A quoi bon se polluer un peu plus l'esprit?

Une infime pression de mon index droit, et je sais tout.

Les statistiques, les taux de survie à cinq ans, les complications. La banale litanie de la littérature médicale.

Je sais déjà que cette maladie est grave. Je sais aussi qu'on peut s'en sortir. Qu'ai-je besoin de savoir en plus?

J'ai reçu un email de Bernard et Claudine.

Bernard a été mon prof de français en première et en terminale. Il a été aussi à son insu un père symbolique de substitution, une sorte de caution morale qui m'a permis de ne pas reproduire le modèle paternel. Il était tout ce que n'était pas mon père. Une vraie bouffée d'oxygène et d'intelligence.

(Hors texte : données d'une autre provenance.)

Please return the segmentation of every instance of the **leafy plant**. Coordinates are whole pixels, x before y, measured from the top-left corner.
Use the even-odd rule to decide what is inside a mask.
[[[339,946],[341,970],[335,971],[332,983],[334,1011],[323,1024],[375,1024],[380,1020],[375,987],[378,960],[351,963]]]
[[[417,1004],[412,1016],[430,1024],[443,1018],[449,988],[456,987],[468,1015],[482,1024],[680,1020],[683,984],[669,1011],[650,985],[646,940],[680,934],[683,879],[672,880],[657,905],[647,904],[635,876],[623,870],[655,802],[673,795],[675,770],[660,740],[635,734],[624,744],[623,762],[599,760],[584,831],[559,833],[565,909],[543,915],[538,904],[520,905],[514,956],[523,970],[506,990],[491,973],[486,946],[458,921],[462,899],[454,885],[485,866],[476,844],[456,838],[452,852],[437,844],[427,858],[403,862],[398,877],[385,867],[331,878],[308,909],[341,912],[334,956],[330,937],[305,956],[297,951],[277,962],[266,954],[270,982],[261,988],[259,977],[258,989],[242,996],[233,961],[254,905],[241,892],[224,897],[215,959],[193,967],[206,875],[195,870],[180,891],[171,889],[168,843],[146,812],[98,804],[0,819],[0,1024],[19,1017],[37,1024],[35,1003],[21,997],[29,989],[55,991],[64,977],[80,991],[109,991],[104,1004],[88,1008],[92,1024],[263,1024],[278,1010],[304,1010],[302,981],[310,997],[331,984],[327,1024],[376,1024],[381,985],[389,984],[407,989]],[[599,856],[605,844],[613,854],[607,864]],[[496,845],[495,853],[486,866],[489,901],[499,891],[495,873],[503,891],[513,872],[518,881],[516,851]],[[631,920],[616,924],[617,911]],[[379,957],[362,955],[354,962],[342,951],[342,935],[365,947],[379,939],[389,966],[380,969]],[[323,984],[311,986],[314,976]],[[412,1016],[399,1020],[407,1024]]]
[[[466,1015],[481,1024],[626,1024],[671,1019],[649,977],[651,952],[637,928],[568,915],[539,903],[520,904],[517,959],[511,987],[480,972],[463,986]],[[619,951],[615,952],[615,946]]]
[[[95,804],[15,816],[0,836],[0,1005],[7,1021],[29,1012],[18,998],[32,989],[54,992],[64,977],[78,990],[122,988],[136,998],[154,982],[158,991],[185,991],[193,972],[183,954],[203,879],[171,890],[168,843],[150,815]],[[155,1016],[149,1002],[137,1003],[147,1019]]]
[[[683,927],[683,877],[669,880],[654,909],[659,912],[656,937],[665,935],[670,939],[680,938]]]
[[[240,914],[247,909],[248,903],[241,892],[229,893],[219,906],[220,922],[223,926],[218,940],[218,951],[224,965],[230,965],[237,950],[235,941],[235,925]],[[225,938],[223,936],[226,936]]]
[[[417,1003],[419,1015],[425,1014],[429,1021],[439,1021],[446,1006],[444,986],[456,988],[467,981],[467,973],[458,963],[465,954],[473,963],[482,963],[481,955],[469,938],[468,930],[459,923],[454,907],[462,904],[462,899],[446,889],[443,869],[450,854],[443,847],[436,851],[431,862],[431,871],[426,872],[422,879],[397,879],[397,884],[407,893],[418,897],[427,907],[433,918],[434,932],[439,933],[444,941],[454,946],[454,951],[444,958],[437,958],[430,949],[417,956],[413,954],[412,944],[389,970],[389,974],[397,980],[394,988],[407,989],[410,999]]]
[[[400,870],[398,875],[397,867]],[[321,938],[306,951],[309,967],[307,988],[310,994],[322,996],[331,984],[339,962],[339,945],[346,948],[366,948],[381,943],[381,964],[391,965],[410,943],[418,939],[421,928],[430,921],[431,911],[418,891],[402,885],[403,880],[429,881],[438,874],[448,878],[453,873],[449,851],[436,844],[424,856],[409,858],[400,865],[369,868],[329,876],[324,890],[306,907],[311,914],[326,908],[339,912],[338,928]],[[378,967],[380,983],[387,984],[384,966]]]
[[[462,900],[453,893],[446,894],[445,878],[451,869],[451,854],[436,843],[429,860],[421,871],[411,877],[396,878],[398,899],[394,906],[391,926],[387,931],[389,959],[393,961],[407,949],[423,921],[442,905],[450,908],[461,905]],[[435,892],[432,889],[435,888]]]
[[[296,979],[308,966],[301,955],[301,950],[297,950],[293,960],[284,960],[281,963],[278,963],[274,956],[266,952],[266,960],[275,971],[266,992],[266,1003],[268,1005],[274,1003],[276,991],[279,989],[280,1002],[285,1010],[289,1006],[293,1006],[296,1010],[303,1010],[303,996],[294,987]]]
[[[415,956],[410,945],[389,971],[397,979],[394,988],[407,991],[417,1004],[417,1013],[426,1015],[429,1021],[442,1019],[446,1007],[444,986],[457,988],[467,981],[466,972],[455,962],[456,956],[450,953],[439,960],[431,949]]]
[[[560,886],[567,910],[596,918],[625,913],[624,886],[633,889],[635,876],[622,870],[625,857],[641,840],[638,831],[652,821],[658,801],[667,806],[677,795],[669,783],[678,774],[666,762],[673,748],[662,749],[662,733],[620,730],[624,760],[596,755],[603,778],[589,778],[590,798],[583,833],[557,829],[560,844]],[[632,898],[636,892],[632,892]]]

On est resté amis et on s'est vu assez longtemps, jusqu'à ce que le hasard nous envoie eux près d'Avignon, et moi en Normandie.

Depuis qu'il est en retraite, Bernard est conférencier. Il se plaît à dire qu'en matière d'auditoire, il est passé des jeunes cons aux vieux cons.

On partage lui et moi un goût certain pour le sarcasme.

Du coup, ils voyagent beaucoup. Après une longue croisière en Méditerranée cet été, ils partent pour le Japon dont ils ne rentreront qu'en avril.

...Mais nous ne t'oublions pas, même du bout du monde.

Clo et moi sommes confiants (non pas dans la médecine, n'exagérons rien), mais dans ta force vitale.

Tu nous a toujours montré que tu savais survivre aux pires emmerdements.

Ce n'est qu'un de plus, non des moindres, je te l'accorde, mais un de plus...Pas plus!

Accroche-toi, vieux!...

Bien sûr, il a raison.

Ce n'est qu'un emmerde de plus. Un coup de semonce. Une péripétie.

Une occasion de remettre les choses à plat.

On est tous des sursitaires, non?

Demain, j'arrête de fumer.

Non pas que je craigne pour mes poumons, quelques semaines de tabac ne changeront rien à l'affaire. Je ne veux pas me compliquer la vie avec le manque tabagique quand je serai enfermé face à face avec le myélome aux soins intensifs. J'aurai besoin de toute mon énergie pour subir les traitements qui m'attendent.

Je clique gauche et surligne en bleu le mot "myélome" dans la barre de Google.

Puis j'appuie sur la touche "Suppr" du clavier.